DOI:10.1042/bj3210561
PMID:9032437
原文链接:https://pmc.ncbi.nlm.nih.gov/articles/PMC1218106/
Abstract

Pertussis toxin (PTX) has been widely used as a reagent to characterize the involvement of heterotrimeric G-proteins in signalling. This toxin catalyses the ADP-ribosylation of specific G-protein alpha subunits of the Gi family, and this modification prevents the occurrence of the receptor-G-protein interaction. This review focuses on the biochemical properties and signalling of those G-proteins historically classified as 'PTX-resistant' due to the inability of the toxin to influence signalling through them. These G-proteins include members of the Gq and G12 families and one Gi family member, i.e. Gz. Signalling pathways controlled by these G-proteins are well characterized only for Gq family members, which activate specific isoforms of phospholipase C, resulting in increases in intracellular calcium and activation of protein kinase C (PKC), among other responses. While members of the G12 family have been implicated in processes that regulate cell growth, and Gz has been shown to inhibit adenylate cyclase, the specific downstream targets to these G-proteins in vivo have not been clearly established.
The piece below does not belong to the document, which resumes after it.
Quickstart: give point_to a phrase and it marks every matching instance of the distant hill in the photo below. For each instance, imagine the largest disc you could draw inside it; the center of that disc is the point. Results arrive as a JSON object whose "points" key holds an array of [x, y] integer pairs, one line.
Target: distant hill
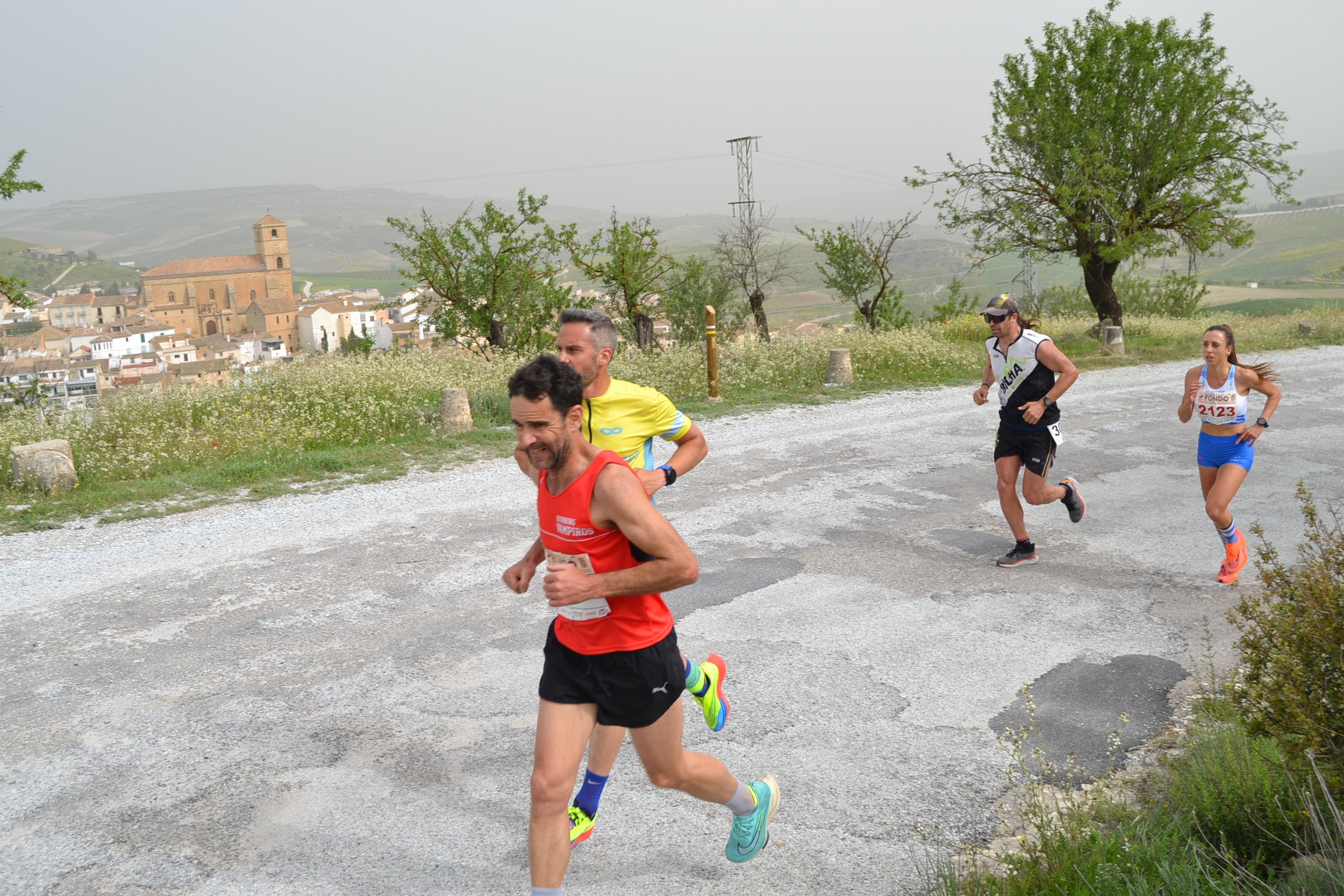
{"points": [[330, 230]]}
Since two of these proteins, G12 alpha and Gz alpha, are excellent substrates for PKC, there is the potential for cross-talk between their signalling and Gq-dependent processes leading to activation of PKC. In tissues that express these G-proteins, a number of guanine-nucleotide-dependent, PTX-resistant, signalling pathways have been defined for which the G-protein involved has not been identified. This review summarizes these pathways and discusses the evidence both for the participation of specific PTX-resistant G-proteins in them and for the regulation of these processes by PKC.

摘要

百日咳毒素(PTX)已被广泛用作一种试剂,以表征异源三聚体G蛋白在信号传导中的作用。这种毒素催化Gi家族特定G蛋白α亚基的ADP核糖基化,这种修饰会阻止受体 - G蛋白相互作用的发生。本综述重点关注那些由于毒素无法通过它们影响信号传导而在历史上被归类为“对PTX耐药”的G蛋白的生化特性和信号传导。这些G蛋白包括Gq和G12家族的成员以及一个Gi家族成员,即Gz。仅对于Gq家族成员,由这些G蛋白控制的信号通路已得到充分表征,它们激活磷脂酶C的特定同工型,导致细胞内钙增加和蛋白激酶C(PKC)激活等反应。虽然G12家族成员已被认为参与调节细胞生长的过程,并且Gz已被证明可抑制腺苷酸环化酶,但这些G蛋白在体内的特定下游靶点尚未明确确定。由于其中两种蛋白,G12α和Gzα,是PKC的优良底物,它们的信号传导与Gq依赖性过程之间存在相互作用导致PKC激活的可能性。在表达这些G蛋白的组织中,已经定义了许多鸟嘌呤核苷酸依赖性、对PTX耐药的信号通路,其中涉及的G蛋白尚未确定。本综述总结了这些通路,并讨论了特定的对PTX耐药的G蛋白参与其中以及PKC对这些过程进行调节的证据。